Metadata-Version: 2.1
Name: km3io
Version: 0.24.0
Summary: KM3NeT I/O without ROOT
Home-page: http://git.km3net.de/km3py/km3io
Author: Zineb Aly, Tamas Gal, Johannes Schumann
Author-email: zaly@km3net.de, tgal@km3net.de, johannes.schumann@fau.de
License: UNKNOWN
Description: The km3io Python package
        ========================
        
        .. image:: https://git.km3net.de/km3py/km3io/badges/master/pipeline.svg
            :target: https://git.km3net.de/km3py/km3io/pipelines
        
        .. image:: https://git.km3net.de/km3py/km3io/badges/master/coverage.svg
            :target: https://km3py.pages.km3net.de/km3io/coverage
        
        .. image:: https://api.codacy.com/project/badge/Grade/0660338483874475ba04f324de2123ec
            :target: https://www.codacy.com/manual/tamasgal/km3io?utm_source=github.com&amp;utm_medium=referral&amp;utm_content=KM3NeT/km3io&amp;utm_campaign=Badge_Grade
        
        .. image:: https://git.km3net.de/examples/km3badges/-/raw/master/docs-latest-brightgreen.svg
            :target: https://km3py.pages.km3net.de/km3io
        
        This software provides a set of Python classes to read KM3NeT ROOT files
        without having ROOT, Jpp or aanet installed. It only depends on Python 3.5+ and the amazing `uproot <https://github.com/scikit-hep/uproot>`__ package and gives you access to the data via numpy arrays.
        
        It's very easy to use and according to the `uproot <https://github.com/scikit-hep/uproot>`__ benchmarks, it is able to outperform the ROOT I/O performance. 
        
        **Note:** Beware that this package is in the development phase, so the API will change until version ``1.0.0`` is released!
        
        Installation
        ============
        
        Install km3io using pip::
        
            pip install km3io 
        
        To get the latest (stable) development release::
        
            pip install git+https://git.km3net.de/km3py/km3io.git
        
        **Reminder:** km3io is **not** dependent on aanet, ROOT or Jpp!
        
        Questions
        =========
        
        If you have a question about km3io, please proceed as follows:
        
        - Read the documentation below.
        - Explore the `examples <https://km3py.pages.km3net.de/km3io/examples.html>`__ in the documentation.

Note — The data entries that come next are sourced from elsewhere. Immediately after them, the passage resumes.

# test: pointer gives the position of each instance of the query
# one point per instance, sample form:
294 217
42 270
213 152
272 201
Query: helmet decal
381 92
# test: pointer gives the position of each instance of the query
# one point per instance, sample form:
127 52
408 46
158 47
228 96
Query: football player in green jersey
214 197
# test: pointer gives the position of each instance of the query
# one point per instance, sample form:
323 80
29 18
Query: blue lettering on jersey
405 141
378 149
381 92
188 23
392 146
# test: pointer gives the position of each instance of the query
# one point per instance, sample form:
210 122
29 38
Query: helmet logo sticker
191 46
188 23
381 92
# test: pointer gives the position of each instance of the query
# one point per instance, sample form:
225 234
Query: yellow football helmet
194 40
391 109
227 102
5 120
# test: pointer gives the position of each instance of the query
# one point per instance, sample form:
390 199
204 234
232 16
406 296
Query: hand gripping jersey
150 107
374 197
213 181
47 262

        - Haven't you found an answer to your question in the documentation, post a git issue with your question showing us an example of what you have tried first, and what you would like to do.
        - Have you noticed a bug, please post it in a git issue, we appreciate your contribution.
        
        
        Introduction
        ------------
        
        Most of km3net data is stored in root files. These root files are created using the `KM3NeT Dataformat library <https://git.km3net.de/common/km3net-dataformat>`__
        A ROOT file created with
        `Jpp <https://git.km3net.de/common/jpp>`__ is an "online" file and all other software usually produces "offline" files.
        
        km3io is a Python package that provides a set of classes: ``OnlineReader``, ``OfflineReader`` and a special class to read gSeaGen files. All of these ROOT files can be read installing any other software like Jpp, aanet or ROOT.
        
        Data in km3io is returned as ``awkward.Array`` which is an advance Numpy-like container type to store
        contiguous data for high performance computations.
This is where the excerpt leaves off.